In Trans Issues on July 14, 2012 at 9:40 am

I knew from the time I started writing blogs, I would be entering a stage where there would be some controversy.  The idea of being a Christian transgender person will fly in the face of many on both sides; the church and the Lesbian, Gay, Bi-sexual and Transgender community. 

 

 

The word Christian can spark heated debate on how the church has treated the LGBT community.  To mention that I am transgender in the church has lit a few fires of disagreement.  When you put the two together, you have napalm.  If not handled correctly and without proper education, the firestorm can rage out of control, damaging all with in its path.  But as a wildfire is known to do, it can burn away the old and make room for new life, so heated, healthy debate is not always a bad thing.

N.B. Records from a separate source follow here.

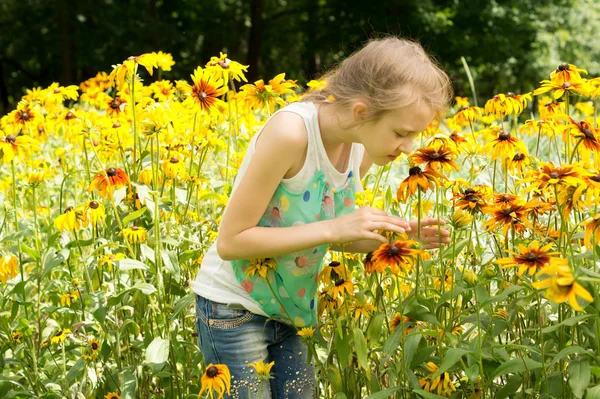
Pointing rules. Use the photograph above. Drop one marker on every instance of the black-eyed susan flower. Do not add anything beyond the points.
(282, 86)
(94, 212)
(108, 181)
(204, 95)
(566, 73)
(503, 144)
(306, 332)
(441, 385)
(592, 230)
(561, 286)
(514, 216)
(224, 67)
(135, 234)
(60, 336)
(8, 267)
(559, 89)
(122, 71)
(260, 266)
(263, 371)
(14, 147)
(259, 96)
(531, 258)
(362, 308)
(342, 286)
(174, 167)
(216, 379)
(401, 256)
(70, 220)
(164, 61)
(588, 135)
(418, 179)
(473, 199)
(435, 157)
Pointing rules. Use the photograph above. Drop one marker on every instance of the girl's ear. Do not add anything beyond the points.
(359, 111)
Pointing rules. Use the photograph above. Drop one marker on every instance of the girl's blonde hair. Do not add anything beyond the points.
(388, 73)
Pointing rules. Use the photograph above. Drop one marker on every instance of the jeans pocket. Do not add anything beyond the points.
(220, 315)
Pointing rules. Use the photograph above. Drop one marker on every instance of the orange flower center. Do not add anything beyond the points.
(212, 371)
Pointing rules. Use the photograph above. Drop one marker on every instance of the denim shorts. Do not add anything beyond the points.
(236, 337)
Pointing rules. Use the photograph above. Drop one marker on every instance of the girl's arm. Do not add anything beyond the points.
(280, 146)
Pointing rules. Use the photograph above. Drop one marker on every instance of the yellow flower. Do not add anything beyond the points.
(70, 220)
(108, 181)
(164, 61)
(260, 266)
(94, 212)
(223, 66)
(217, 379)
(204, 95)
(532, 258)
(560, 285)
(306, 332)
(263, 371)
(174, 167)
(60, 336)
(135, 234)
(8, 267)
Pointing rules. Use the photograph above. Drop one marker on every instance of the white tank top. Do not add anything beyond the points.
(215, 279)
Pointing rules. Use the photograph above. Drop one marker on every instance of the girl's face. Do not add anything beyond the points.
(386, 138)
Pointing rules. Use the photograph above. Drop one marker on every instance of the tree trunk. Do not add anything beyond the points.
(256, 8)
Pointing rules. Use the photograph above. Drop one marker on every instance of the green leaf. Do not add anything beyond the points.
(392, 343)
(512, 385)
(427, 395)
(128, 384)
(516, 366)
(410, 346)
(181, 304)
(452, 356)
(579, 372)
(146, 288)
(374, 330)
(76, 370)
(571, 321)
(158, 351)
(593, 393)
(133, 216)
(569, 350)
(130, 264)
(503, 296)
(360, 346)
(386, 393)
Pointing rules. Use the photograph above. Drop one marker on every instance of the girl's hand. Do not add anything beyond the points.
(363, 224)
(430, 236)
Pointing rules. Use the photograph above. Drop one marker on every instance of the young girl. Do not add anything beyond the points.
(293, 199)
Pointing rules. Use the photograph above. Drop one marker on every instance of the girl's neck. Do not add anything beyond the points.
(332, 134)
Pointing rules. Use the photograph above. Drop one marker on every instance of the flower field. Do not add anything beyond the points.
(112, 191)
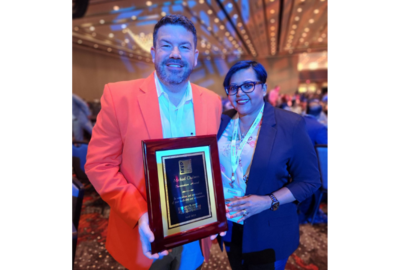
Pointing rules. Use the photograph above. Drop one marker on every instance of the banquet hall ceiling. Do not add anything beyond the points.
(242, 28)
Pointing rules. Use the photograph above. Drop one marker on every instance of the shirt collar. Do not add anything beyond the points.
(160, 90)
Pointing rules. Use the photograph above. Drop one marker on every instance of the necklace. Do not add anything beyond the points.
(236, 153)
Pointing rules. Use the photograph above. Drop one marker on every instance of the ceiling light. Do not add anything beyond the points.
(313, 65)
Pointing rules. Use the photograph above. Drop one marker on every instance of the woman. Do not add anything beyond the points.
(268, 165)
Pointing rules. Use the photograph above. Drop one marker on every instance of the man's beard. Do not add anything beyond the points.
(173, 78)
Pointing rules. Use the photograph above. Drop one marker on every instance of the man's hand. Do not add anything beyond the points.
(212, 237)
(146, 237)
(248, 206)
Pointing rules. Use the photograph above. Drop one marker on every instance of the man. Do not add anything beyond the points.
(79, 114)
(163, 105)
(318, 134)
(314, 108)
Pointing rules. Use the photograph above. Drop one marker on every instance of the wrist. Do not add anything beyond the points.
(268, 202)
(274, 202)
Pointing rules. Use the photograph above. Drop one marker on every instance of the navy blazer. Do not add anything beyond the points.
(284, 157)
(318, 132)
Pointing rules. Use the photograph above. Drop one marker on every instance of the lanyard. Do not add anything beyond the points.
(235, 156)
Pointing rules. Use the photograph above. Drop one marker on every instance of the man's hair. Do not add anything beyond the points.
(257, 67)
(175, 19)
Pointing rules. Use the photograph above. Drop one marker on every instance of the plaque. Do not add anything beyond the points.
(185, 196)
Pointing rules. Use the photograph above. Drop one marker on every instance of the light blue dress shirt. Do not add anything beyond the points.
(178, 121)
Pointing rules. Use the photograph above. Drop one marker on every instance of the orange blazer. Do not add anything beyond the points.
(130, 113)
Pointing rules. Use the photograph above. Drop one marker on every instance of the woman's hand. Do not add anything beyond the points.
(248, 206)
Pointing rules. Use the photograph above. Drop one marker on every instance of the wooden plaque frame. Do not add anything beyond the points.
(166, 237)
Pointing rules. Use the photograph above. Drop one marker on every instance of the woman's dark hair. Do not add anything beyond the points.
(257, 67)
(175, 19)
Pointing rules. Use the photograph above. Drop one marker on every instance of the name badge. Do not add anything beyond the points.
(230, 192)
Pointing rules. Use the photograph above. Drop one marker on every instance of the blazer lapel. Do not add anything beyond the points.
(148, 102)
(262, 153)
(200, 110)
(225, 118)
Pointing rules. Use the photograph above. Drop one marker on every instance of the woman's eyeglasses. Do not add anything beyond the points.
(247, 87)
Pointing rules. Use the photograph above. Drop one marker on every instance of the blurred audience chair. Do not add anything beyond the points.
(77, 159)
(322, 151)
(76, 192)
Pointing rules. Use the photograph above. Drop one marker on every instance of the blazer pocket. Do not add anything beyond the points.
(284, 221)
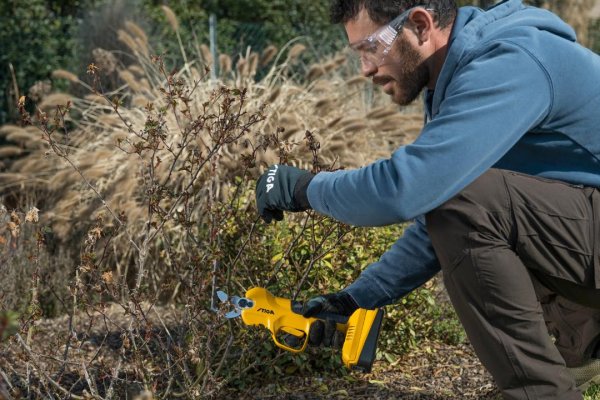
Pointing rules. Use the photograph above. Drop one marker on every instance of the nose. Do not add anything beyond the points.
(367, 68)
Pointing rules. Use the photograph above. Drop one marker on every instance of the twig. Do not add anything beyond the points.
(41, 371)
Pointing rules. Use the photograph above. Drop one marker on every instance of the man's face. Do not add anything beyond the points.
(402, 73)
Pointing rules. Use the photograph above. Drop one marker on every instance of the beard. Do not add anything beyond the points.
(409, 75)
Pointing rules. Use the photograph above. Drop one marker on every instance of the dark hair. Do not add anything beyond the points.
(383, 11)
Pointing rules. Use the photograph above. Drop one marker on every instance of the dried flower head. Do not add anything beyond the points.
(39, 90)
(32, 215)
(171, 17)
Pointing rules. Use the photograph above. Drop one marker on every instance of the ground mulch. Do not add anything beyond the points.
(436, 371)
(433, 371)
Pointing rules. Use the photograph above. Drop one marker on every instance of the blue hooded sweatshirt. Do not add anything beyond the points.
(515, 92)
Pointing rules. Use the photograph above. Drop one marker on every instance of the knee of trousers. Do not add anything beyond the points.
(481, 210)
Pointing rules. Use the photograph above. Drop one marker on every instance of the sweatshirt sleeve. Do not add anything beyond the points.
(496, 96)
(408, 264)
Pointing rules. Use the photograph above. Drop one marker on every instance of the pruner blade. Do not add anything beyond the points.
(238, 303)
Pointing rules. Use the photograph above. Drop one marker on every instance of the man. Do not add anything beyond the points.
(501, 182)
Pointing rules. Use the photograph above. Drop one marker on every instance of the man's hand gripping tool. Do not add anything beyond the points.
(282, 316)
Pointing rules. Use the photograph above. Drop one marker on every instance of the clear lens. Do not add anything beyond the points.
(373, 50)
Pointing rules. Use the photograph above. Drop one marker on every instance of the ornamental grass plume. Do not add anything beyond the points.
(330, 105)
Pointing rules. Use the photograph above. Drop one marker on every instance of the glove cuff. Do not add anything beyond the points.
(301, 192)
(346, 302)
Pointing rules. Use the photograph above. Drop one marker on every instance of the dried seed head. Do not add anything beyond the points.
(267, 55)
(296, 50)
(171, 17)
(242, 66)
(224, 64)
(206, 54)
(252, 64)
(32, 215)
(39, 90)
(130, 80)
(274, 94)
(10, 151)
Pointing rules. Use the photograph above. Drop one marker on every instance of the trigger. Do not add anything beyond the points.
(293, 331)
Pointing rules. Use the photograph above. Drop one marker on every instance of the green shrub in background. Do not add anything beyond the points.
(308, 256)
(36, 37)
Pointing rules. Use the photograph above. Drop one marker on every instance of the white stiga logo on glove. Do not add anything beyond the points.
(271, 177)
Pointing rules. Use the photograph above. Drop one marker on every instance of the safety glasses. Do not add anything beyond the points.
(373, 50)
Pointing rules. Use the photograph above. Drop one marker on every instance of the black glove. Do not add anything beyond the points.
(324, 332)
(282, 188)
(340, 303)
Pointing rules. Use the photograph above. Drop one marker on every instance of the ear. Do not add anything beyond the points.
(422, 24)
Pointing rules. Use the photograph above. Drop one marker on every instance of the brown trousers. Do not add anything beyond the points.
(520, 257)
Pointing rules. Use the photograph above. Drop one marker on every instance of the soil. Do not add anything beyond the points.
(434, 371)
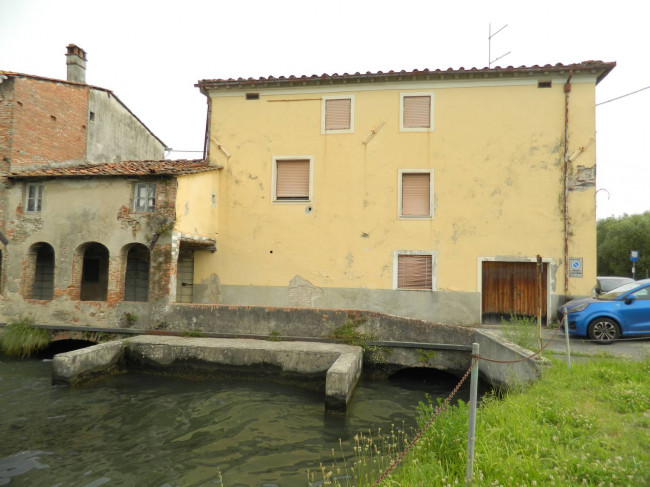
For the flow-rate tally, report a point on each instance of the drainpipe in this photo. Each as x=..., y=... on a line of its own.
x=567, y=90
x=206, y=142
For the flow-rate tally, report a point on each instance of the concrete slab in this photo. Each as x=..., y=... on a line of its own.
x=339, y=364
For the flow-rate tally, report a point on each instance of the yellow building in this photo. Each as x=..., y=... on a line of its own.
x=426, y=194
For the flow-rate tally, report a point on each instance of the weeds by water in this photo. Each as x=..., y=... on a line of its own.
x=589, y=425
x=21, y=339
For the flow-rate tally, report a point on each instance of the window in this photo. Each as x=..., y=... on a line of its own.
x=145, y=197
x=414, y=193
x=34, y=200
x=292, y=179
x=337, y=115
x=416, y=111
x=414, y=270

In my inaugural post here on ChicagoNow, one of the individuals that left comments made a few statements I believe I need to take time to discuss.  Before correcting some common misconceptions about being transgender, I want to take a minute to agree with one of his statements.

I agree that many in society today believe that the Bible, the Word of God, is full of bigotry and prejudice.  There have been many church leaders in the news recently that have done nothing but condemn the Lesbian, Gay, Bi-sexual and Transgender community.   Charles L. Worley of Maiden, N. C. preached a sermon that went viral on YouTube.  He preached that he thought gays should be fenced off from the rest of the population so they would “die off”.  With rhetoric like this, how is any non-believer ever going to think that God, above all things, is a loving God?  How is anyone going to think anything other than God is a God of punishment when he really came to die on the cross and forgive our sins?  I praise people like Andrew Marin and The Marin Foundation for their work in Chicago connecting with the LGBT community and spreading God’s love to those that have felt rejected by the church.  We need more people like that working to build someone up in God, instead of tearing him or her down.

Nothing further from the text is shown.